North Korea did not comment on the exchange.
South Korean military officials said the North Koreans shot first. The South was investigating whether the shooting was inadvertent or a scheme to rattle nerves, possibly to gain leverage in the dispute over the North's suspected development of nuclear weapons.
"We need to clarify whether it's intentional or accidental before we can say anything about its impact on the nuclear issue," said Lee Jihyun, a spokeswoman for South Korean President Roh Moo-hyun.
A team from the U.S.-led United Nations Command, which oversees the southern half of the DMZ, inspected the site of the shooting near the South Korean town of Yonchon, 35 miles north of Seoul, but had no comment.
U.S. military officials are paying close attention to reports of the incident, said Navy Lt. Cmdr. Jeff Davis, a Pentagon spokesman.
"It appears to be an isolated incident," Davis said Thursday. "Similiar incidents have occurred in the past and serve to illustrate the tense nature of the demilitarized zone."
Decades ago, shooting incidents were commonplace along the DMZ, but they have tapered off in recent years. The last exchange of fire in the DMZ, in November 2001, caused no casualties. A naval battle between ships from the two Koreas in June 2002 killed six South Koreans and an unknown number from the North.
Negotiations have generally moved forward despite such violence.
A Chinese envoy visited North Korea this past week to discuss efforts to peacefully resolve the nuclear issue, and Powell said in Washington on Wednesday that he talked to Chinese Foreign Minister Li Zhaoxing about the trip.

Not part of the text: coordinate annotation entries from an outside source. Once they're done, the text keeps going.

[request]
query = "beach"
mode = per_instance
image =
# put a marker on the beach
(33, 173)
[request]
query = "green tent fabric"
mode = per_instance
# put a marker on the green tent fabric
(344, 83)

"So the diplomatic track is alive and well and I expect to see some developments along that track in the very near future," Powell told reporters. The United States "is still hopeful of a diplomatic solution," he said.
Yonhap, a South Korean news agency, said North Korea was open to a China-proposed format for talks on the nuclear issue, and negotiations could occur as early as next month if the United States agrees.
China plans to send an envoy to the United States by this weekend to propose three-way talks with North Korea in Beijing, said Yonhap, citing an unnamed South Korean government official. The arrangement would include a followup, U.S.-proposed meeting in which South Korea and Japan would also take part, the agency said.
China, a key player in the dispute because of its close ties to its communist neighbor, hosted talks with U.S. and North Korean officials in April. Efforts to stage more talks have stumbled over North Korea's demand for one-on-one talks with the United States, while Washington wants other countries to be involved.
North Korea recently said it might consider U.S. demands for multilateral talks if it could also meet one-on-one with the United States.
The shootout began at 6:10 a.m. when North Korean soldiers fired four rounds, and South Korean soldiers fired 17 rounds from a K-3 machine gun one minute later, said Maj. Lee of the South Korean Joint Chiefs of Staff, who refused to give his first name. Three of the North Korean bullets hit the wall of a South Korean guard post.
The South Koreans then issued a loudspeaker broadcast, telling the North Koreans that they were in "clear violation" of the armistice that ended the Korean War.
"Immediately stop the provocation," said the broadcast.
The shootout occurred on the 55th anniversary of the enactment of South Korea's 1948 Constitution. Advancing U.S. and Soviet forces divided the Korean Peninsula after the capitulation of Japanese colonial forces at the end of World War II.
Yonchon, the site of the shooting, is 25 miles east of Panmunjom, a cluster of buildings where the armistice was signed. A combined battalion of more than 500 U.S. and South Korean soldiers handles security in the southern half of Panmunjom.
The U.S. military stopped routine patrols in the 2 1/2 mile-wide, 155 mile-long DMZ in the early 1990s, letting their South Korean allies take over the duty.
The nuclear dispute flared in October when U.S. officials said North Korea admitted it had a clandestine nuclear program in violation of a 1994 agreement with Washington.
The United States and its allies suspended fuel shipments promised under the 1994 deal, and Pyongyang retaliated by expelling U.N. monitors, restarting frozen nuclear facilities and withdrawing from the Nuclear Nonproliferation Treaty.